California-based software engineer Chris McCann developed a technology called Airnoise last year. It is already making life a lot easier for residents on Long Island. 

"It figures out which airplane, which model airplane, which tail number, which airline it is, where it's going to or coming from," McCann said. "Between LaGuardia and JFK, we've got about a hundred people using the system. And there've been almost 80,000 complaints filed against JFK. We're up to 1,800 a week—250 to 300 an hour." 

Elaine Miller, a co-founder of Plane Sense 4 Long Island, used to collect data in a notebook and submit each complaint one by one online.
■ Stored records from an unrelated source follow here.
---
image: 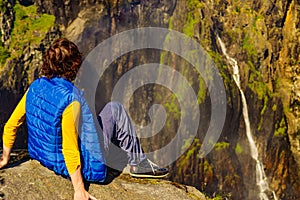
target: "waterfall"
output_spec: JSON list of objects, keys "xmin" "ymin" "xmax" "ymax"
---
[{"xmin": 217, "ymin": 36, "xmax": 277, "ymax": 200}]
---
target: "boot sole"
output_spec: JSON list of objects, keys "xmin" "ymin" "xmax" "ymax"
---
[{"xmin": 129, "ymin": 172, "xmax": 169, "ymax": 178}]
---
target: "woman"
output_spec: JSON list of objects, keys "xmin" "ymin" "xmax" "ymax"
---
[{"xmin": 0, "ymin": 38, "xmax": 168, "ymax": 200}]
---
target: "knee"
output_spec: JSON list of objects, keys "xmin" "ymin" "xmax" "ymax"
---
[
  {"xmin": 106, "ymin": 101, "xmax": 123, "ymax": 111},
  {"xmin": 102, "ymin": 101, "xmax": 124, "ymax": 117}
]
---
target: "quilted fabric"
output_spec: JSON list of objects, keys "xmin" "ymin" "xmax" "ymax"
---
[{"xmin": 26, "ymin": 77, "xmax": 106, "ymax": 182}]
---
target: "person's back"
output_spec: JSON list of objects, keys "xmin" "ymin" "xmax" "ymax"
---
[
  {"xmin": 26, "ymin": 76, "xmax": 106, "ymax": 182},
  {"xmin": 0, "ymin": 38, "xmax": 102, "ymax": 199},
  {"xmin": 26, "ymin": 77, "xmax": 72, "ymax": 177},
  {"xmin": 1, "ymin": 38, "xmax": 168, "ymax": 200}
]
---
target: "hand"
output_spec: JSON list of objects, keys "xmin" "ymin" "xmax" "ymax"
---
[
  {"xmin": 0, "ymin": 156, "xmax": 9, "ymax": 169},
  {"xmin": 74, "ymin": 188, "xmax": 97, "ymax": 200},
  {"xmin": 0, "ymin": 146, "xmax": 11, "ymax": 169},
  {"xmin": 71, "ymin": 166, "xmax": 97, "ymax": 200}
]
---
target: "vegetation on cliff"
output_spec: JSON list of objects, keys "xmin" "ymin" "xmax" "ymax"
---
[
  {"xmin": 0, "ymin": 0, "xmax": 300, "ymax": 199},
  {"xmin": 10, "ymin": 2, "xmax": 54, "ymax": 57},
  {"xmin": 0, "ymin": 1, "xmax": 54, "ymax": 67}
]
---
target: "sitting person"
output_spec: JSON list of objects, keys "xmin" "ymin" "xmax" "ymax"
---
[{"xmin": 0, "ymin": 38, "xmax": 168, "ymax": 200}]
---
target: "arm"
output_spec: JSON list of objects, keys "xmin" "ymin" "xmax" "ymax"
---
[
  {"xmin": 1, "ymin": 92, "xmax": 27, "ymax": 168},
  {"xmin": 61, "ymin": 101, "xmax": 97, "ymax": 200},
  {"xmin": 0, "ymin": 146, "xmax": 12, "ymax": 168},
  {"xmin": 71, "ymin": 166, "xmax": 96, "ymax": 200}
]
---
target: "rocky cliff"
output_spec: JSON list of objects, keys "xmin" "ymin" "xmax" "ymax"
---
[
  {"xmin": 0, "ymin": 158, "xmax": 207, "ymax": 200},
  {"xmin": 0, "ymin": 0, "xmax": 299, "ymax": 199}
]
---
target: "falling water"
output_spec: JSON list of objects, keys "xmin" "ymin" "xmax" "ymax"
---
[{"xmin": 217, "ymin": 36, "xmax": 277, "ymax": 200}]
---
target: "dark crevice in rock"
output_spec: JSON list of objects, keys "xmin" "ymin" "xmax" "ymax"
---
[{"xmin": 18, "ymin": 0, "xmax": 34, "ymax": 6}]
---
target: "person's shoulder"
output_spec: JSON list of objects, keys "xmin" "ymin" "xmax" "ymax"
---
[{"xmin": 30, "ymin": 77, "xmax": 46, "ymax": 85}]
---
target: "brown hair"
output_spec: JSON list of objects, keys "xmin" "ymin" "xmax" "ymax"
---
[{"xmin": 41, "ymin": 38, "xmax": 82, "ymax": 81}]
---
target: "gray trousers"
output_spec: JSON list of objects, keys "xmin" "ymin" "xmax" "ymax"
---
[{"xmin": 98, "ymin": 102, "xmax": 146, "ymax": 170}]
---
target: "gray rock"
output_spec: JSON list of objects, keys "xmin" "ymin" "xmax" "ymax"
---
[{"xmin": 0, "ymin": 160, "xmax": 208, "ymax": 200}]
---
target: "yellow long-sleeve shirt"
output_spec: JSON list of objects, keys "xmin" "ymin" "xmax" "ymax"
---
[{"xmin": 3, "ymin": 92, "xmax": 81, "ymax": 175}]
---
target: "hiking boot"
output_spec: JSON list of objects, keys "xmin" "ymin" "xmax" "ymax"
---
[{"xmin": 129, "ymin": 159, "xmax": 169, "ymax": 178}]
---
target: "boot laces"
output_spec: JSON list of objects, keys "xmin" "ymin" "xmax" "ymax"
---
[{"xmin": 147, "ymin": 159, "xmax": 158, "ymax": 173}]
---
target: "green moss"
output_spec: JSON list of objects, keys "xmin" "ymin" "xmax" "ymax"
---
[
  {"xmin": 253, "ymin": 14, "xmax": 263, "ymax": 31},
  {"xmin": 0, "ymin": 0, "xmax": 5, "ymax": 12},
  {"xmin": 272, "ymin": 104, "xmax": 277, "ymax": 111},
  {"xmin": 185, "ymin": 145, "xmax": 196, "ymax": 159},
  {"xmin": 260, "ymin": 96, "xmax": 268, "ymax": 115},
  {"xmin": 183, "ymin": 0, "xmax": 203, "ymax": 37},
  {"xmin": 214, "ymin": 142, "xmax": 230, "ymax": 151},
  {"xmin": 246, "ymin": 60, "xmax": 274, "ymax": 131},
  {"xmin": 178, "ymin": 139, "xmax": 201, "ymax": 171},
  {"xmin": 290, "ymin": 59, "xmax": 300, "ymax": 65},
  {"xmin": 247, "ymin": 63, "xmax": 269, "ymax": 100},
  {"xmin": 197, "ymin": 74, "xmax": 206, "ymax": 104},
  {"xmin": 159, "ymin": 51, "xmax": 170, "ymax": 66},
  {"xmin": 186, "ymin": 0, "xmax": 204, "ymax": 11},
  {"xmin": 168, "ymin": 16, "xmax": 173, "ymax": 30},
  {"xmin": 161, "ymin": 91, "xmax": 181, "ymax": 129},
  {"xmin": 0, "ymin": 44, "xmax": 10, "ymax": 66},
  {"xmin": 257, "ymin": 95, "xmax": 269, "ymax": 131},
  {"xmin": 181, "ymin": 137, "xmax": 194, "ymax": 152},
  {"xmin": 165, "ymin": 0, "xmax": 216, "ymax": 106},
  {"xmin": 212, "ymin": 195, "xmax": 223, "ymax": 200},
  {"xmin": 246, "ymin": 59, "xmax": 276, "ymax": 131},
  {"xmin": 275, "ymin": 127, "xmax": 286, "ymax": 137},
  {"xmin": 227, "ymin": 29, "xmax": 240, "ymax": 42},
  {"xmin": 208, "ymin": 51, "xmax": 236, "ymax": 95},
  {"xmin": 235, "ymin": 143, "xmax": 243, "ymax": 154},
  {"xmin": 0, "ymin": 1, "xmax": 9, "ymax": 66},
  {"xmin": 203, "ymin": 160, "xmax": 213, "ymax": 174},
  {"xmin": 183, "ymin": 12, "xmax": 197, "ymax": 37},
  {"xmin": 274, "ymin": 118, "xmax": 287, "ymax": 137},
  {"xmin": 164, "ymin": 94, "xmax": 180, "ymax": 118},
  {"xmin": 242, "ymin": 35, "xmax": 258, "ymax": 58},
  {"xmin": 159, "ymin": 33, "xmax": 172, "ymax": 66},
  {"xmin": 10, "ymin": 2, "xmax": 55, "ymax": 58},
  {"xmin": 279, "ymin": 150, "xmax": 286, "ymax": 159}
]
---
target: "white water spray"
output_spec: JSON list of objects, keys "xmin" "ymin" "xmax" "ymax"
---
[{"xmin": 217, "ymin": 36, "xmax": 277, "ymax": 200}]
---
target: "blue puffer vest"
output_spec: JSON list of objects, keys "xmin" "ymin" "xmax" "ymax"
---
[{"xmin": 26, "ymin": 77, "xmax": 106, "ymax": 182}]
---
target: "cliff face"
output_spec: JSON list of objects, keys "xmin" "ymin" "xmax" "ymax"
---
[
  {"xmin": 164, "ymin": 1, "xmax": 300, "ymax": 199},
  {"xmin": 0, "ymin": 0, "xmax": 299, "ymax": 199}
]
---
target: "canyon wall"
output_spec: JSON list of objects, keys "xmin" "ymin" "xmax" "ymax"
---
[{"xmin": 0, "ymin": 0, "xmax": 299, "ymax": 199}]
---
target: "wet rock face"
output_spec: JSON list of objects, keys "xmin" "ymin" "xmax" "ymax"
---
[{"xmin": 163, "ymin": 0, "xmax": 300, "ymax": 199}]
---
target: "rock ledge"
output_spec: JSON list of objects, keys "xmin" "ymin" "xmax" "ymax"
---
[{"xmin": 0, "ymin": 160, "xmax": 208, "ymax": 200}]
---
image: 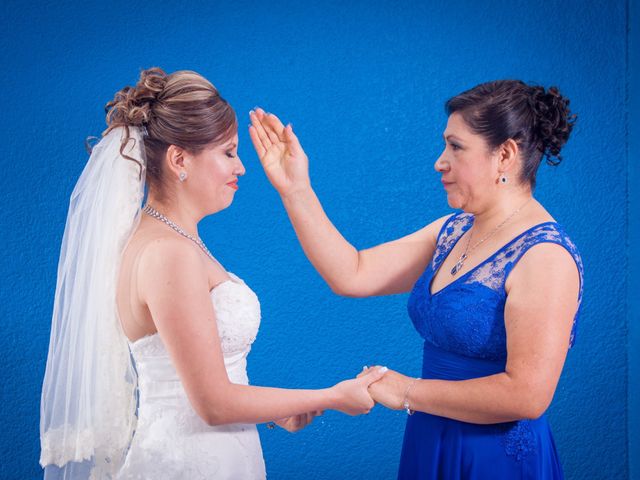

Now with her subscription—$24 for the device itself plus $5 a month for unlimited complaints—Airnoise electronically submits her reports in seconds. 

"I can get up to 300 planes in a day, and the fly at very low altitudes," Miller said. "There's no rest, there's no peace."

What's to blame? Advocacy groups say it's the narrower flight path in and out of JFK and LaGuardia airports. They've reached out to and met with local officials and say it's been going on six years too many. 

It got so bad Plane Sense co-founder Jana Goldenberg moved from Roslyn to Jericho to get away from the noise. 

"We lose sleep, we hear it, we cannot barbecue, we cannot stand outside. It destroyed our lives and everybody else's life here in Nassau County," Goldenberg said. "We're asking them to raise the altitudes, we're asking for equitable distribution—that the same communities are not being hit over and over again." 

Airnoise is in 18 airports across 12 states.

We reached out to both the Port Authority and FAA and we're waiting to hear back.